Send `{"type":"text","delta":"..."}` for each chunk of text. The server buffers up to a sentence boundary, then starts synthesising — you'll see binary frames arrive while you're still sending more text.

```python
async def feed(ws):
    for delta in ["Welcome to the Acme handbook. ", "In this chapter we cover account setup, ",
                  "billing, and the most common support questions."]:
        await ws.send(json.dumps({"type": "text", "delta": delta}))
        await asyncio.sleep(0.1)
    await ws.send(json.dumps({"type": "flush"}))
    await ws.send(json.dumps({"type": "close"}))
```

`flush` is the signal that no more text is coming for the current passage — without it the server keeps the last partial buffer around in case more text follows.

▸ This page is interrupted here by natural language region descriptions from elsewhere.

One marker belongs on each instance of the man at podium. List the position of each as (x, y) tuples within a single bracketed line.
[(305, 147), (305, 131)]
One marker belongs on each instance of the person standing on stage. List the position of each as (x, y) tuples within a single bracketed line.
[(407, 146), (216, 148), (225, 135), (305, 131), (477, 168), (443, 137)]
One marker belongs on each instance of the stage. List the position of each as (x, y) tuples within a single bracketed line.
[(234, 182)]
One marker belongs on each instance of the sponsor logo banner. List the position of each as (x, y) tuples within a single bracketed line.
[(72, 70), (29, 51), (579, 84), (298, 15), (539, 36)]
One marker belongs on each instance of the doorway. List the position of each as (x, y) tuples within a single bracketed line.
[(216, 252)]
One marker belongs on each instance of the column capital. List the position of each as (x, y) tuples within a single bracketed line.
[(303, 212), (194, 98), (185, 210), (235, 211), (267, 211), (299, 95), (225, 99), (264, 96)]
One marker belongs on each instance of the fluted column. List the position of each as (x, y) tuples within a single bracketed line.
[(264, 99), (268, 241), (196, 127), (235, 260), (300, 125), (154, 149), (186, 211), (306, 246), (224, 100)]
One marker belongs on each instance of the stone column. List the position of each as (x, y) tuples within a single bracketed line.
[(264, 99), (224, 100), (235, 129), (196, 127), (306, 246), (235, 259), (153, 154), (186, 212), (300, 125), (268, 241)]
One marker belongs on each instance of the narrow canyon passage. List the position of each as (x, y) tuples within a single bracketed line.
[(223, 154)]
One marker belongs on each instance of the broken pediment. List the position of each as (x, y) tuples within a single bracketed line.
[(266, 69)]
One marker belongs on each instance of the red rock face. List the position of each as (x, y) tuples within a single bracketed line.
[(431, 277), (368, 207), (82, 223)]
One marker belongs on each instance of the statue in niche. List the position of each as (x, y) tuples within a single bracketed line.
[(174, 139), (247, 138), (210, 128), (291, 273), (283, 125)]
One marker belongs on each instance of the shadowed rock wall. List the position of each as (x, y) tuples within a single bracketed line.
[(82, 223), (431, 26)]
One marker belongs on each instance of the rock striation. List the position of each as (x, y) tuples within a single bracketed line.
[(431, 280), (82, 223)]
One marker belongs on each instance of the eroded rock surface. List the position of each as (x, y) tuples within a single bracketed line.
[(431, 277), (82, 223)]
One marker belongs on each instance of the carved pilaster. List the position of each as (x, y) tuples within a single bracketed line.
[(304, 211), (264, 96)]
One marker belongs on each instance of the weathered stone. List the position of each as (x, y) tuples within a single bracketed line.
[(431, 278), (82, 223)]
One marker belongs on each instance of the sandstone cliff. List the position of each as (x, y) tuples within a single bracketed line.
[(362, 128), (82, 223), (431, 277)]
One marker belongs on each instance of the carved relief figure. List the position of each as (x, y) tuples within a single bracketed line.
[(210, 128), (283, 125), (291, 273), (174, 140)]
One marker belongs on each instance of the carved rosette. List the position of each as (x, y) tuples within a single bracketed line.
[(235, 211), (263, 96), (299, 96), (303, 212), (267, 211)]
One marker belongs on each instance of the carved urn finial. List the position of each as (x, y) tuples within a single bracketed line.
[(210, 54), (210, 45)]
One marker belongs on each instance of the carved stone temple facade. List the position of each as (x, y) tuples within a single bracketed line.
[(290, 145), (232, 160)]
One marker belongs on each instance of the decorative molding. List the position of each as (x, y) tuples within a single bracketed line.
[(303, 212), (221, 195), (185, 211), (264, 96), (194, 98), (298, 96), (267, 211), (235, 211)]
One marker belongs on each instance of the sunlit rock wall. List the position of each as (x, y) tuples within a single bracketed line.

## 3. Drain audio in parallel

Audio frames arrive on the same WebSocket as binary messages. Run a parallel coroutine to receive them.

```python
async def drain(ws, out_path):
    with open(out_path, "wb") as f:
        async for msg in ws:
            if isinstance(msg, bytes):
                f.write(msg)
            else:
                ctrl = json.loads(msg)
                if ctrl["type"] == "closed":
                    print("done:", ctrl["stats"]); break
                if ctrl["type"] == "error":
                    raise RuntimeError(ctrl)

async def main():
    async with websockets.connect(URL) as ws:
        await ws.send(json.dumps({"type": "open", "voice_id": os.environ["VOICE_ID"],
                                  "output": {"codec": "opus"}}))
        await ws.recv()  # the "ready" frame
        await asyncio.gather(feed(ws), drain(ws, "chapter.opus"))

asyncio.run(main())
```

```javascript
ws.on("message", (msg, isBinary) => {
  if (isBinary) { fs.appendFileSync("chapter.opus", msg); return; }
  const ctrl = JSON.parse(msg.toString());
  if (ctrl.type === "ready") {
    ws.send(JSON.stringify({ type: "text", delta: "Welcome." }));
    ws.send(JSON.stringify({ type: "flush" }));
    ws.send(JSON.stringify({ type: "close" }));
  } else if (ctrl.type === "closed") { console.log("stats:", ctrl.stats); }
});
```

The binary frames are already in the codec you asked for (`opus` by default). Concatenate them as you receive them and the file is playable as-is.

## 4. Barge-in

When the user starts talking over the bot (or your assistant decides to retract what it was saying), send `interrupt`:

```python
await ws.send(json.dumps({"type": "interrupt"}))
# server sends back {"type":"interrupted"} and tears down the session
```

The current Phase 4 surface tears down the session on interrupt — open a new one to keep talking. Later phases will keep the session live with a reset chunker; the wire contract supports it.

## 5. Errors and recovery

Common close codes:

- `4401` — bearer token missing or invalid.
- `4403` — permission denied (you don't have `scaispeak:synthesize`, or no tenant context).
- `4400` — bad frame (first frame wasn't `open`, missing `voice_id`).
- `4502` — backend unavailable (tenant's allowed backends are all down or unreachable).
- `4500` — server-side error.

When you see `4502`, check `/v1/modules/scaispeak/admin/policy` — your tenant might be locked to a backend that's offline.

## Done

You have a streaming session that synthesises while you're still feeding text and can be interrupted at any point. From here, wire it into your chat loop, your narration pipeline, or whatever client wanted token-by-token audio.

For browser clients, the WebRTC path (`POST /stream/speak/webrtc/sessions`) is the production-grade option — the audio rides RTP/SRTP instead of WebSocket binary frames, with adaptive bitrate and jitter handling built in.